High exposures to PAHs have been linked to cancers of the lung, skin and possibly bladder. EPAQS considered a range of studies of workers in the coke production and aluminium industries. It also looked at several European epidemiological studies which point to an association between urban air pollution and excess risk of lung cancer.
EPAQS says that occupational studies have found no effects below average workplace exposures of 0.25-2.5µg/m 3 of B[a]P. It takes the lower end of this range and proposes that a safety factor of 1,000 be applied to reflect lifetime exposure, variations in sensitivity among the wider population and uncertainty in the occupational data.
As a result, EPAQS proposes an air quality standard of 0.25ng/m 3 B[a]P as an annual average. At this level, the Panel believes that risk to the population "would be so small as to be undetectable."

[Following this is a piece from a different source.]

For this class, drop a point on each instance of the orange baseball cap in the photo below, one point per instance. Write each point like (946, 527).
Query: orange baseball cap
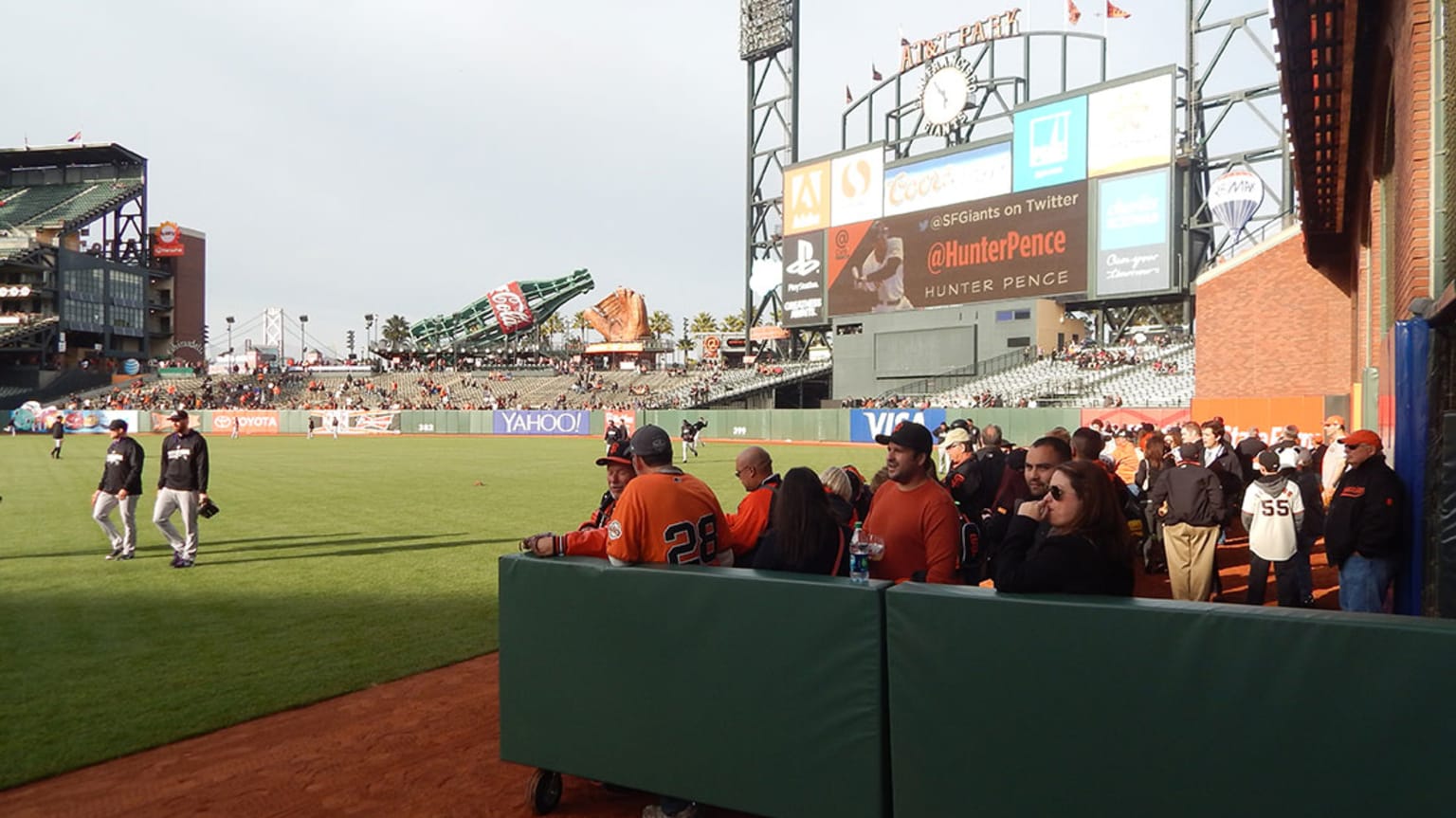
(1361, 438)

The proposed standard appears to be widely exceeded in urban areas, where traffic is generally the dominant source of PAHs. The DETR currently operates seven PAH monitoring sites. In 1997, the three urban background sites in London, Manchester and Middlesbrough recorded annual average B[a]P levels of 0.6, 0.8 and 0.5ng/m 3, respectively. In contrast, rural background levels were 0.2ng/m 3.
EPAQS says that urban B[a]P levels have probably declined ten-fold since the era of widespread domestic coal burning. However, data from the DETR's urban sites suggests that levels of most PAHs have increased from a low-point in the mid-1990s - perhaps reflecting higher emissions from the growing number of diesel vehicles.
EPAQS "strongly recommend[s] that the number of PAH monitoring sites in the UK should be increased, particularly to include areas influenced by industrial emissions." Coke production and the aluminium industry are particularly likely to lead to elevated PAH concentrations - as highlighted by an emissions inventory compiled by the National Environmental Technology Centre (see table ).
The inventory excludes many potentially significant sources such as production and use of bitumen, foundries, non-ferrous metals, waste oil combustion, minerals processes and fires. The aluminium industry stands out as a major source - although the Aluminium Federation was unable to tell ENDS of any PAH monitoring near its members' sites.
According to NETCEN, the aluminium sector's emissions are dominated by anode baking, which released 860 tonnes of PAHs and 4 tonnes of B[a]P in 1997. However, emissions from anode baking fell by 40-60% from the 1996 level as pollution control measures took effect - and NETCEN expects B[a]P releases in 1998 to drop to around one tonne. In 1996, emissions from the UK's four aluminium smelters stood at 190 tonnes of total PAHs and 1.3 tonnes of B[a]P.